CpG sites associated with current PTSD in the stratified analyses

CpG	Position	Gene	β	SE	z	p-value
Stratified analysis for females
cg25691167	chr7:19184961	FERD3L	0.09	0.03	5.48	4.24E-08
Stratified analysis for males
cg05575921	chr5:373378	AHRR	-0.14	0.04	-6.12	9.30E-10
Stratified analysis for European ancestry
cg05575921	chr5:373378	AHRR	0.05	0.02	-6.85	7.24E-12
cg21161138	chr5:399360	AHRR	-0.16	0.05	-5.62	1.95E-08
cg11256214	chr12:110211642	MGC14436	0.06	0.02	5.76	8.17E-09
cg15977432	chr19:56709655	Intergenic	-0.05	0.02	-5.46	4.68E-08
cg04583842	chr16:88103117	BANP	0.05	0.02	5.43	5.66E-08
Stratified analysis for African ancestry
cg02003183	chr14:103415882	CDC42BPB	0.11	0.04	5.48	4.26E-08
Stratified analysis for civilian trauma
cg27541344*	chr14:99650422	BCL11B	0.02	0.04	5.39	7.21E-08
Stratified analysis for military trauma
cg03329539	chr2:233283329	Intergenic	-0.03	0.01	-5.36	8.53E-08
cg21566642	chr2:233284661	Intergenic	-0.14	0.04	-5.41	6.36E-08
cg14753356	chr6:30720108	Intergenic	-0.04	0.02	-5.47	4.53E-08
cg05575921	chr5:373378	AHRR	-0.07	0.02	-6.22	4.92E-10
cg00774777*	chr11:76478902	RP11-21L23.4	0.03	0.01	5.55	2.79E-08

Position is based on hg19. The sites that were also epigenome-wide significant (p < 9e-08) in the primary meta-analysis were shown in bold. CpGs specific to EPIC-array were indicated with an asterisk (*). β: Regression beta. SE: Standard error.

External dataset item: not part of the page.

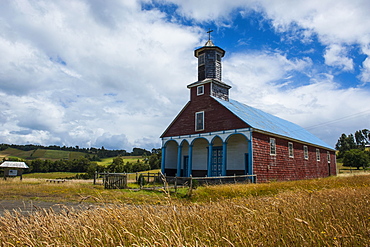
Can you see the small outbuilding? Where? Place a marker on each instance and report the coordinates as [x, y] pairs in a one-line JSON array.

We identified 3 GO term enrichments in the female-stratified analysis (FDR < 0.05), including nervous system development (Additional file 1: Table S11). We did not identify any significant enrichments in other strata. These findings suggest that PTSD-associated DNAm patterns related to nervous system development may exhibit sex-specific patterns. The absence of significant GO term enrichments in the main analysis or other stratified analyses highlights the potential importance of considering sex-specific factors in epigenomic studies.

Discussion

In the present epigenome-wide meta-analysis of blood DNAm levels, we identified 11 CpG sites associated with PTSD, of which 2 had been identified in a prior meta-analysis of PTSD and 9 were novel. Because this study was conducted in blood, and PTSD is a brain-based disorder, we were interested in the degree to which we would observe the association of these blood-based CpGs in different brain regions implicated in PTSD along with other large-scale discoveries of PTSD. We noted overall enrichment of PTSD-associated CpGs in the amygdala and dentate gyrus. In addition, many loci showed blood–brain methylation correlations and cross-tissue associations with PTSD, with significant correlations between CpG site methylation levels and their respective gene expression levels.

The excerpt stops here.